For developers, one of the biggest challenges of bringing image inference into a project is often identifying and setting up the right camera. For smartphone apps, this is less of an issue—if you’re developing for an iPhone, you know what camera you’ll be using, and there’s a robust ecosystem of software tools for doing so. But for IoT devices, augmented reality, or any other non-smartphone project that depends on object detection and tracking, the options are practically endless. This article will help you get started.
One complicating factor is the lag between hardware and software. If you’re writing code for a project that uses image inference, you may find yourself needing good-quality image-based data now, but the camera(s) that the product eventually uses won’t be ready for months. In this case, it’s worth investing a bit of money and time into setting up a camera that’s designed specifically for machine vision.
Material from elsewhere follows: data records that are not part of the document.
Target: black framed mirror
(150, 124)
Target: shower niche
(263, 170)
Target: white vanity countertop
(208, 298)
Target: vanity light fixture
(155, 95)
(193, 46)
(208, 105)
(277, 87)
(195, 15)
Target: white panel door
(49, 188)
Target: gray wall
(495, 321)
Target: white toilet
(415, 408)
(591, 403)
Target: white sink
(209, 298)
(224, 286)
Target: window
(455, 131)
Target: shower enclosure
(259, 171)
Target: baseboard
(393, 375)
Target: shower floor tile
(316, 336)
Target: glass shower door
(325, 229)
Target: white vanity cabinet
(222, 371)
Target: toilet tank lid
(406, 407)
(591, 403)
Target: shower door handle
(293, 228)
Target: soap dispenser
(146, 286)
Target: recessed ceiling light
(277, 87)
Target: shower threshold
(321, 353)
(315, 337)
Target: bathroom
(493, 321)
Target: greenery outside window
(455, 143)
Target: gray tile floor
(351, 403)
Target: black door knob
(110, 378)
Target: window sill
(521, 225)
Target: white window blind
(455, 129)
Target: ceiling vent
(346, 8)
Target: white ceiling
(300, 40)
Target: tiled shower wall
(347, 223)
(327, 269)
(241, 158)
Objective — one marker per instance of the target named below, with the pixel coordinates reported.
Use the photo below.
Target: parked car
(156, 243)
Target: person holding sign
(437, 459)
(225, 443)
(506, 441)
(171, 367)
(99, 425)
A machine vision camera (like the Allied Vision Alvium 1800 U-120c we use in the example below) has several advantages over a webcam or smartphone camera. They’re far more configurable, for one thing: where a webcam might have a few settings, machine vision cameras can have over 100, offering granular control over every conceivable imaging sensor parameter. They provide high-resolution data with minimal fuss, and won’t try to automatically adjust color balance or image compression, as web- and smartphone cameras often do. They also come with a GPIO interface that enables things like image capture synchronization for multi-camera setups, and precisely timed lighting.
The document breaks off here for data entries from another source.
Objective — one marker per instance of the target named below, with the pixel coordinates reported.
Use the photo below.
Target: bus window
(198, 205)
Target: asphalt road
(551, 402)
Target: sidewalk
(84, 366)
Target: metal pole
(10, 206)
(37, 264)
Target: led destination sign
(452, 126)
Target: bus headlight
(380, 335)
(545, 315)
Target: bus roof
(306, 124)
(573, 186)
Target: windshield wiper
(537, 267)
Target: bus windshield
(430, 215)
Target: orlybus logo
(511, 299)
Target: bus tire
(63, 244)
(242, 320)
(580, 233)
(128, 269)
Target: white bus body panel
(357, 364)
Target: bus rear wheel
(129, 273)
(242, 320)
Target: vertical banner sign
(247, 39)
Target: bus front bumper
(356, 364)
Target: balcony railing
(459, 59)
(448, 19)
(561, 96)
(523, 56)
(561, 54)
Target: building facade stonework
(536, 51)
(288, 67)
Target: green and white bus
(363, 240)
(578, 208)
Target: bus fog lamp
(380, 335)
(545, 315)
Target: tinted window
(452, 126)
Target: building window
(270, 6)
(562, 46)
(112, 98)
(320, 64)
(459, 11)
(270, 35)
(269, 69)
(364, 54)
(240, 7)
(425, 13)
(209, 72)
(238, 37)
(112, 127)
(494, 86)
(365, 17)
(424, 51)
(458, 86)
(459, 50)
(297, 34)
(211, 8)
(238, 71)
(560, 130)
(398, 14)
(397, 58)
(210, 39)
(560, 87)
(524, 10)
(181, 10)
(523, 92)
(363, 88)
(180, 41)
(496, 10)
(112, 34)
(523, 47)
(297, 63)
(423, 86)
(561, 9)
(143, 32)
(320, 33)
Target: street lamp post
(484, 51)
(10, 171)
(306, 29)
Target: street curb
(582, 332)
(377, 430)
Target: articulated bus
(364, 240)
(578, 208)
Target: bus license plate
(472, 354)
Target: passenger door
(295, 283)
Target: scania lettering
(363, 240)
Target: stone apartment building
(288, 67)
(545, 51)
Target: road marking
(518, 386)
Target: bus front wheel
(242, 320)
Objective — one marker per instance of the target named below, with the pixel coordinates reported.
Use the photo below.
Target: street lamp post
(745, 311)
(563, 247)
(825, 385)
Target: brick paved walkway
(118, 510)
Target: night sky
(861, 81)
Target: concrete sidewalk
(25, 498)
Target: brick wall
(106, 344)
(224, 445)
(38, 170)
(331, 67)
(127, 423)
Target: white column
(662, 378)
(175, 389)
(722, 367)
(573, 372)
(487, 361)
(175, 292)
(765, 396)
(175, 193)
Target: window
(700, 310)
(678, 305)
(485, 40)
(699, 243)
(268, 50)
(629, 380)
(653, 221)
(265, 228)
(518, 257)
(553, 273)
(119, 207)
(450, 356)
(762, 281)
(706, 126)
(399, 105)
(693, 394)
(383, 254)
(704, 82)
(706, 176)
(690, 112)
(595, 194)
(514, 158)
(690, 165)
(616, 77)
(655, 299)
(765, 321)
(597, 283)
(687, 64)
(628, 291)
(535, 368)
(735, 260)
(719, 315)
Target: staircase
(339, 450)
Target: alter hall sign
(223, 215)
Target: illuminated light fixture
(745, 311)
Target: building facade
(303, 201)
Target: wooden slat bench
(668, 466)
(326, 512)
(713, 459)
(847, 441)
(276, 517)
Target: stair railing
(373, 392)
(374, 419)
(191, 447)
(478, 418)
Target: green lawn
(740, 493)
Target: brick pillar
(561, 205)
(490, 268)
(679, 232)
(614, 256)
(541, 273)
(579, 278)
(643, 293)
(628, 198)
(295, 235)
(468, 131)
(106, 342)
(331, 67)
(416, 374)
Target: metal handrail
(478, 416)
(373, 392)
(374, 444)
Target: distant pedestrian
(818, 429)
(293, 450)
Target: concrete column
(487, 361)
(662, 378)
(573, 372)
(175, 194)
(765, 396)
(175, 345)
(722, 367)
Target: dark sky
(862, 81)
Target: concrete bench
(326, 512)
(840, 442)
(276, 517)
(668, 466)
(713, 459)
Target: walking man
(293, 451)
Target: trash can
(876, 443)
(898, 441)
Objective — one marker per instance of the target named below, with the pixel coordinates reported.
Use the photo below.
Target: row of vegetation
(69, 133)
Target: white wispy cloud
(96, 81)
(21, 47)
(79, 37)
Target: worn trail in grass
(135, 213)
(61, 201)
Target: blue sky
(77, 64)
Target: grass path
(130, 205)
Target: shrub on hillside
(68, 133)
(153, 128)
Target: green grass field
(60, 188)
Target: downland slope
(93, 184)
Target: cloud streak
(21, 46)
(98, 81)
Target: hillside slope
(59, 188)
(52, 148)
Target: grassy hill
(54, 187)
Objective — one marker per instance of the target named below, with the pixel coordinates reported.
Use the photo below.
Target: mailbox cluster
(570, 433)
Last but not least, machine cameras come with technical support, which can be critical if you’re in the middle of a week-long sprint and need to solve a problem immediately. We like Allied Vision in particular for their friendly, knowledgeable staff and tendency to respond in just a few hours.
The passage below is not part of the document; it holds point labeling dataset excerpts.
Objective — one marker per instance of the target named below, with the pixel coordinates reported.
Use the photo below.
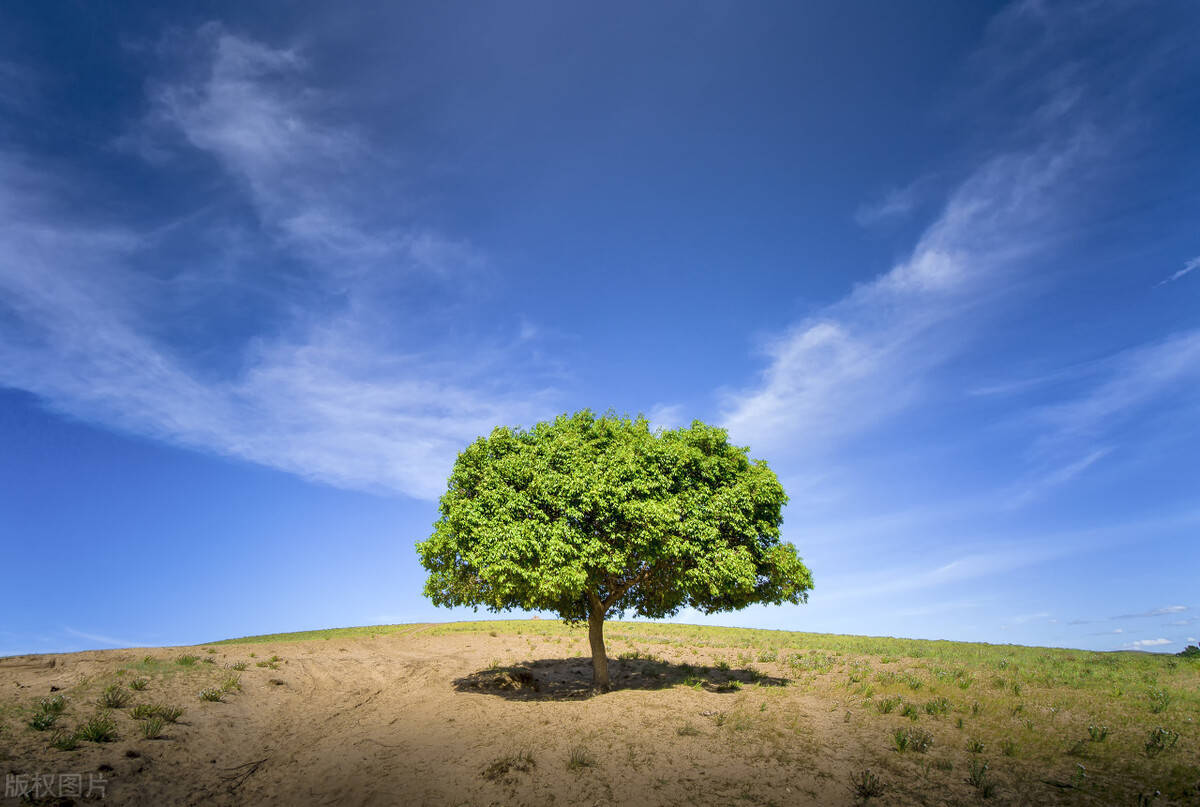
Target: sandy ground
(429, 719)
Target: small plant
(522, 763)
(1159, 699)
(867, 785)
(579, 759)
(978, 778)
(153, 728)
(42, 721)
(101, 728)
(55, 705)
(1161, 740)
(114, 697)
(65, 740)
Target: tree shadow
(570, 679)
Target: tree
(594, 515)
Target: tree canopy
(593, 515)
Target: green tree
(594, 515)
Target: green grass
(1026, 706)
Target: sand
(414, 718)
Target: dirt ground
(417, 718)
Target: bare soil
(418, 718)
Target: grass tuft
(101, 728)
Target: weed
(867, 785)
(55, 705)
(1159, 699)
(912, 740)
(1161, 740)
(522, 763)
(114, 697)
(153, 728)
(101, 728)
(579, 759)
(42, 721)
(978, 778)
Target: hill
(502, 712)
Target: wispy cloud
(897, 203)
(1191, 265)
(336, 389)
(103, 640)
(1157, 611)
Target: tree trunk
(599, 657)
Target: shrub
(114, 697)
(867, 785)
(579, 759)
(42, 721)
(1161, 740)
(101, 728)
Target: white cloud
(868, 356)
(1191, 265)
(336, 393)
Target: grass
(579, 759)
(499, 769)
(100, 728)
(114, 697)
(1027, 706)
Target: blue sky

Moreover, machine vision cameras aren’t terribly expensive or complicated to use. Working with the technology team at Smart, I’ve set up and run several such cameras on AR and IoT projects, using just a few hundred dollars worth of hardware. To show you how straightforward this process is, I’ve listed out the details of such a system, including hardware, drivers, and operating environment. Once we’ve completed the setup process, I’ll also go through a simple exercise for having the system perform a quick YOLO (“You Only Look Once”) inference on an image.
Set up
For this example, we’ll be using the following hardware:
Camera
Alvium 1800 U-120c from Allied Vision
Lens
8mm f/1.8 C-Mount from Edmund Optics
Processor
UDOO V8 SBC (or any x64 Ubuntu 20.04 machine with GPU)
Environment
Jupyter Notebook
MatPlotLib
numpy
PyTorch (Includes Yolo5 support)
Vimba Python – A camera interface library for Python, provided by Allied Vision
The setup process looks like this:
This is a handy utility to get your camera up and running. It also provides some controls on the right, if you want to test things out really quickly.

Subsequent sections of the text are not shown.